Wednesday, July 21, 2010

Another Unique Okanagan Varietal

Fast on the heels of adding Ehrenfelser to my Wine Century Club list, I'm adding another and this one is going to be about as rare as any that will make it to my final list.

537. 2008 Calona Vineyards Artist Series Sovereign Opal (VQA Okanagan)

Sovereign Opal is not a trade name for a winery blend. It is, indeed, the grape used for this 100% varietal wine. I mentioned that this will be a "rare" addition to both The List and the Wine Century Club because, as far as anyone seems to know, the grape is only grown for wine production at one vineyard in, not only the Okanagan Valley but, in the world. And Calona is the only winery that actually make a varietal wine with it.

The grape was developed at Agriculture Canada's Research Station in Summerland in the Okanagan. Back in the 1970's, the general consensus was that the classic European varietals couldn't be grown in BC. The objective was to breed a winter hardy grape that could thrive and fully ripen in the Okanagan Valley.
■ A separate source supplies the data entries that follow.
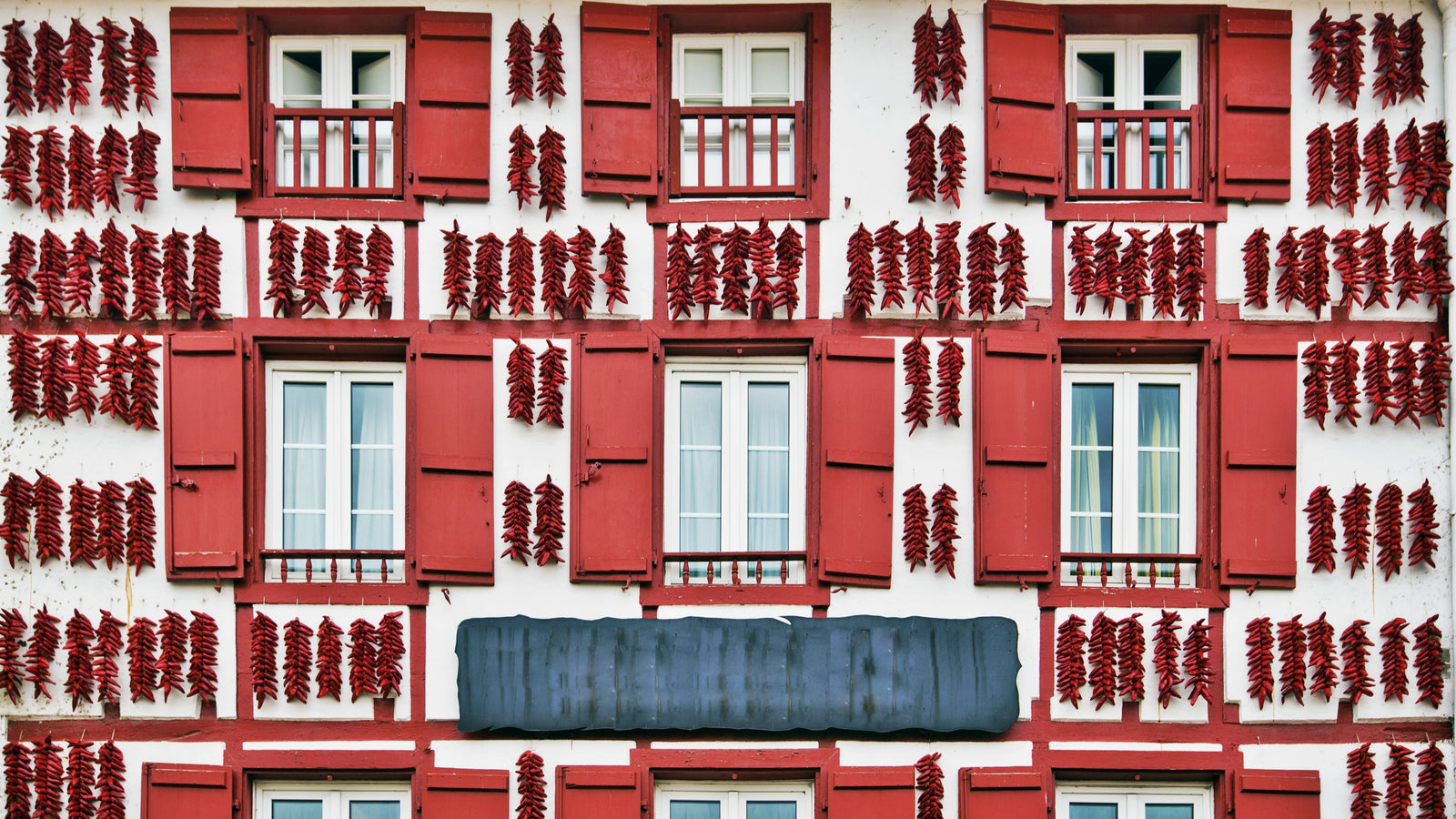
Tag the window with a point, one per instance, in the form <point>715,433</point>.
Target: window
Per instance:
<point>749,87</point>
<point>735,470</point>
<point>1114,85</point>
<point>331,800</point>
<point>734,800</point>
<point>1127,480</point>
<point>335,470</point>
<point>1123,800</point>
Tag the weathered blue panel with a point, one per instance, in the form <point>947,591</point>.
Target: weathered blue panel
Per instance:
<point>866,673</point>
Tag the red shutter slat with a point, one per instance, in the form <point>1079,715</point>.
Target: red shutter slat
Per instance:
<point>619,99</point>
<point>1023,86</point>
<point>1006,793</point>
<point>210,109</point>
<point>858,439</point>
<point>871,792</point>
<point>1257,438</point>
<point>450,793</point>
<point>1254,106</point>
<point>449,124</point>
<point>613,409</point>
<point>1016,501</point>
<point>198,792</point>
<point>1292,794</point>
<point>601,792</point>
<point>204,430</point>
<point>453,440</point>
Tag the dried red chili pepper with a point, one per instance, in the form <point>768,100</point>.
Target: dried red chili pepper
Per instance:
<point>1072,672</point>
<point>550,84</point>
<point>916,360</point>
<point>521,273</point>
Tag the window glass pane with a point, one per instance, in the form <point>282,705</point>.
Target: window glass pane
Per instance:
<point>298,809</point>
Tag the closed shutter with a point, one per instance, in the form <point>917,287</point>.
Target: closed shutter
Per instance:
<point>1016,508</point>
<point>1024,123</point>
<point>211,145</point>
<point>197,792</point>
<point>597,792</point>
<point>619,106</point>
<point>453,793</point>
<point>453,438</point>
<point>1254,106</point>
<point>613,410</point>
<point>1257,439</point>
<point>204,439</point>
<point>1005,793</point>
<point>449,126</point>
<point>858,442</point>
<point>1289,794</point>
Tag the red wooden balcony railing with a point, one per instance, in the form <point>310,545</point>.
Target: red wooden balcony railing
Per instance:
<point>320,135</point>
<point>742,147</point>
<point>1159,160</point>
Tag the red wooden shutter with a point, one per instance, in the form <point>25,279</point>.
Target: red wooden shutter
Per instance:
<point>871,792</point>
<point>211,143</point>
<point>613,410</point>
<point>1005,793</point>
<point>451,793</point>
<point>197,792</point>
<point>1257,428</point>
<point>1016,506</point>
<point>455,445</point>
<point>858,440</point>
<point>1254,104</point>
<point>1024,123</point>
<point>597,792</point>
<point>449,124</point>
<point>204,430</point>
<point>619,99</point>
<point>1290,794</point>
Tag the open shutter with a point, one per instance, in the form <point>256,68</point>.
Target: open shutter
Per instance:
<point>1024,123</point>
<point>1289,794</point>
<point>858,442</point>
<point>449,127</point>
<point>1005,793</point>
<point>197,792</point>
<point>619,99</point>
<point>599,792</point>
<point>211,143</point>
<point>451,793</point>
<point>204,440</point>
<point>1254,106</point>
<point>1016,506</point>
<point>455,443</point>
<point>1257,439</point>
<point>613,410</point>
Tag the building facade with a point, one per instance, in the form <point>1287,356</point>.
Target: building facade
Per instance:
<point>706,411</point>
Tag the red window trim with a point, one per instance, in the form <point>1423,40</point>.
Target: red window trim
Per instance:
<point>810,18</point>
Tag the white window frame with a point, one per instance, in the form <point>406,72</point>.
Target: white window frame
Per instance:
<point>1126,379</point>
<point>733,796</point>
<point>335,796</point>
<point>735,375</point>
<point>337,376</point>
<point>1133,797</point>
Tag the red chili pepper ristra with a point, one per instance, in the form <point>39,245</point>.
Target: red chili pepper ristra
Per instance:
<point>916,526</point>
<point>521,382</point>
<point>363,659</point>
<point>1132,644</point>
<point>490,293</point>
<point>1103,661</point>
<point>1072,672</point>
<point>201,668</point>
<point>929,778</point>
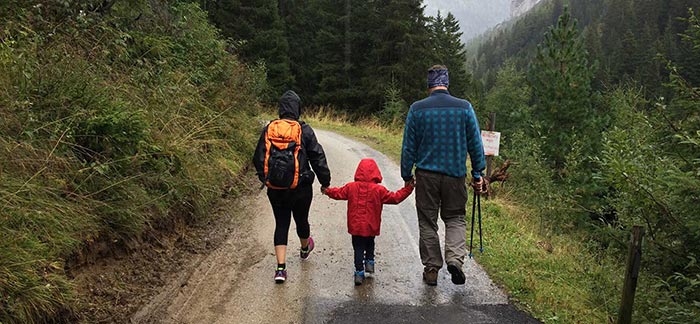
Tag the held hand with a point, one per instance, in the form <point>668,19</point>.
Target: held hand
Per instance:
<point>410,183</point>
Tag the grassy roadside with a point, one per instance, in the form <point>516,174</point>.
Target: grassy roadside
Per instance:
<point>554,277</point>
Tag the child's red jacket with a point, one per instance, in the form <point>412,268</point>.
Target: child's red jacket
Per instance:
<point>365,198</point>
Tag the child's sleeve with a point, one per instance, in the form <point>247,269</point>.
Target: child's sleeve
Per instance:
<point>394,198</point>
<point>338,193</point>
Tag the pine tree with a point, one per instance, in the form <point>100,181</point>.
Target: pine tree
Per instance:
<point>561,78</point>
<point>260,30</point>
<point>448,50</point>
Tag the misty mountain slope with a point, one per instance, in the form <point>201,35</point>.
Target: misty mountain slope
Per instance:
<point>474,16</point>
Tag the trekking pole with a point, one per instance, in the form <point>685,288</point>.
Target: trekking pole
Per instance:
<point>471,237</point>
<point>481,243</point>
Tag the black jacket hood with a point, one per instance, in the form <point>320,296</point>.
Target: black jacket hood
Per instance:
<point>290,105</point>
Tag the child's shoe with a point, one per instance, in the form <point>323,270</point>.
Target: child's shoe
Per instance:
<point>359,277</point>
<point>304,253</point>
<point>369,266</point>
<point>280,275</point>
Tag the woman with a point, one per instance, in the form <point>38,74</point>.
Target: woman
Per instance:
<point>293,201</point>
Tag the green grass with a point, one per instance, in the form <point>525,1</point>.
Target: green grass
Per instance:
<point>568,285</point>
<point>109,128</point>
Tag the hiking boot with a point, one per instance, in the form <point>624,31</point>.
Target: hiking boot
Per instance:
<point>369,266</point>
<point>304,253</point>
<point>455,270</point>
<point>359,277</point>
<point>430,276</point>
<point>280,275</point>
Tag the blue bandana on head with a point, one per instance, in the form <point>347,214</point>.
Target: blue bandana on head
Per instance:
<point>437,78</point>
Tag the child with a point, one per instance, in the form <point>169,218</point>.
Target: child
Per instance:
<point>365,198</point>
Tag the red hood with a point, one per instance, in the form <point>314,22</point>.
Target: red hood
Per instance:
<point>368,171</point>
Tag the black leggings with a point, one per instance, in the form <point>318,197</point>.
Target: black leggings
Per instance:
<point>288,203</point>
<point>364,250</point>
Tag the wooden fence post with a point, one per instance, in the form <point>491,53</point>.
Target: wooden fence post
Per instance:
<point>634,258</point>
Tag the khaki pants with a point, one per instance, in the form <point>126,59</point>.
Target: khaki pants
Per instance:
<point>436,192</point>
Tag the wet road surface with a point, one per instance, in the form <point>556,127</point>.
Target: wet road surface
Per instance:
<point>234,284</point>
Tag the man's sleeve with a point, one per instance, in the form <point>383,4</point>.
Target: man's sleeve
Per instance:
<point>408,148</point>
<point>474,144</point>
<point>317,157</point>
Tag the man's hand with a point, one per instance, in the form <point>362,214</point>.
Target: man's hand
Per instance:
<point>480,185</point>
<point>410,183</point>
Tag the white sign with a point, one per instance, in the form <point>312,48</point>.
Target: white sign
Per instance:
<point>492,141</point>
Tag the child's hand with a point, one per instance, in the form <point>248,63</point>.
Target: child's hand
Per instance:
<point>410,183</point>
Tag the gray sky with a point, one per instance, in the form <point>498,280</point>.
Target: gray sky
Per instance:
<point>475,16</point>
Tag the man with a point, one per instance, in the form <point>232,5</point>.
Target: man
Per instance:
<point>296,202</point>
<point>439,132</point>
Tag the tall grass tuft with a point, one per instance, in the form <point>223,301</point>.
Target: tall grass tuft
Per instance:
<point>109,127</point>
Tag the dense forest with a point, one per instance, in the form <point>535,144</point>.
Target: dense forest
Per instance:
<point>350,54</point>
<point>599,101</point>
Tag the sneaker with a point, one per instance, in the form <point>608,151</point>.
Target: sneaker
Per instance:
<point>455,270</point>
<point>430,276</point>
<point>280,275</point>
<point>359,277</point>
<point>369,266</point>
<point>304,253</point>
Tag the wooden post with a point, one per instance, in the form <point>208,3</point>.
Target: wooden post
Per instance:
<point>634,258</point>
<point>489,159</point>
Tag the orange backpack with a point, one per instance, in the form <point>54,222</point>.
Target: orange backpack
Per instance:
<point>282,145</point>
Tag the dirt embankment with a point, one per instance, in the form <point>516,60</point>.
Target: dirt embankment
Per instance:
<point>115,279</point>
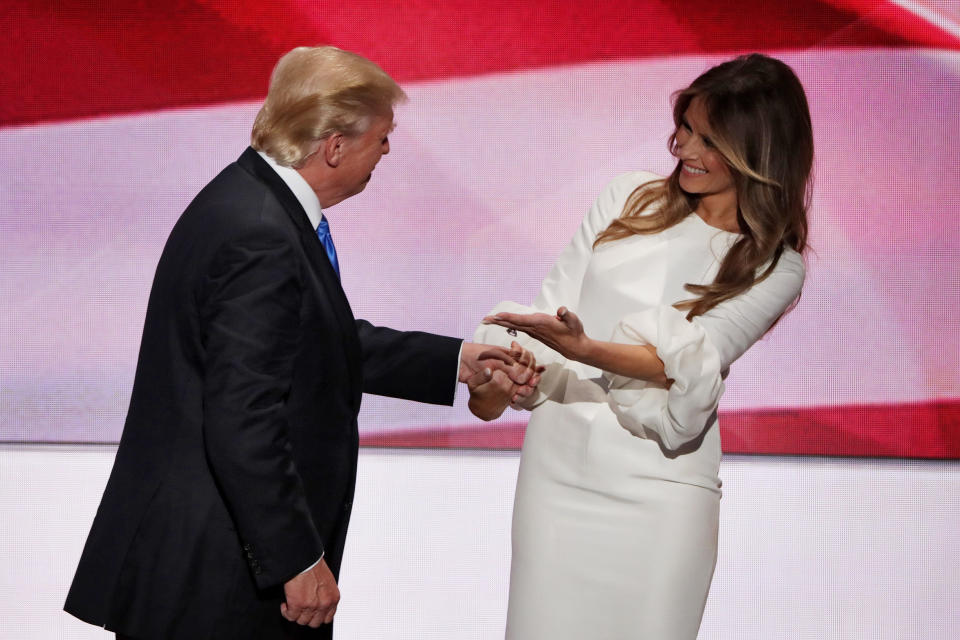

In 1976, a new "grape series" was released for trial and the series of grapes was named "Sovereign" and each of the different grapes was then sorted by a gem name; hence, Sovereign Opal was born. It is the only varietal from the series that has found any commercial application at all.

The grape is a cross of Marechal Foch and Golden Muscat - interesting in that Foch is a red grape and Muscat is a white - and is known for its floral, fruity and spicy characteristics and its crisp acid. Since Calona is the only winery that works with the grape, it was up to Howard Soon (who you would normally see associated with Sandhill in this blog) and company to discover that the best means of producing a wine with Sovereign Opal is to vinify it somewhat off-dry and let the high acidity reign in the residual sugar.

Furthermore, this wine isn't simply a quick sip and a spit of some different, god-awful rarity, the 2008 vintage actually won a Bronze medal at 2009 Canadian Wine Awards.

Niether Riesling, nor Gewurztraminer, but reminiscent of both, this is about as "true" a local wine as you'll ever find in BC. How fun is that for a wine lover?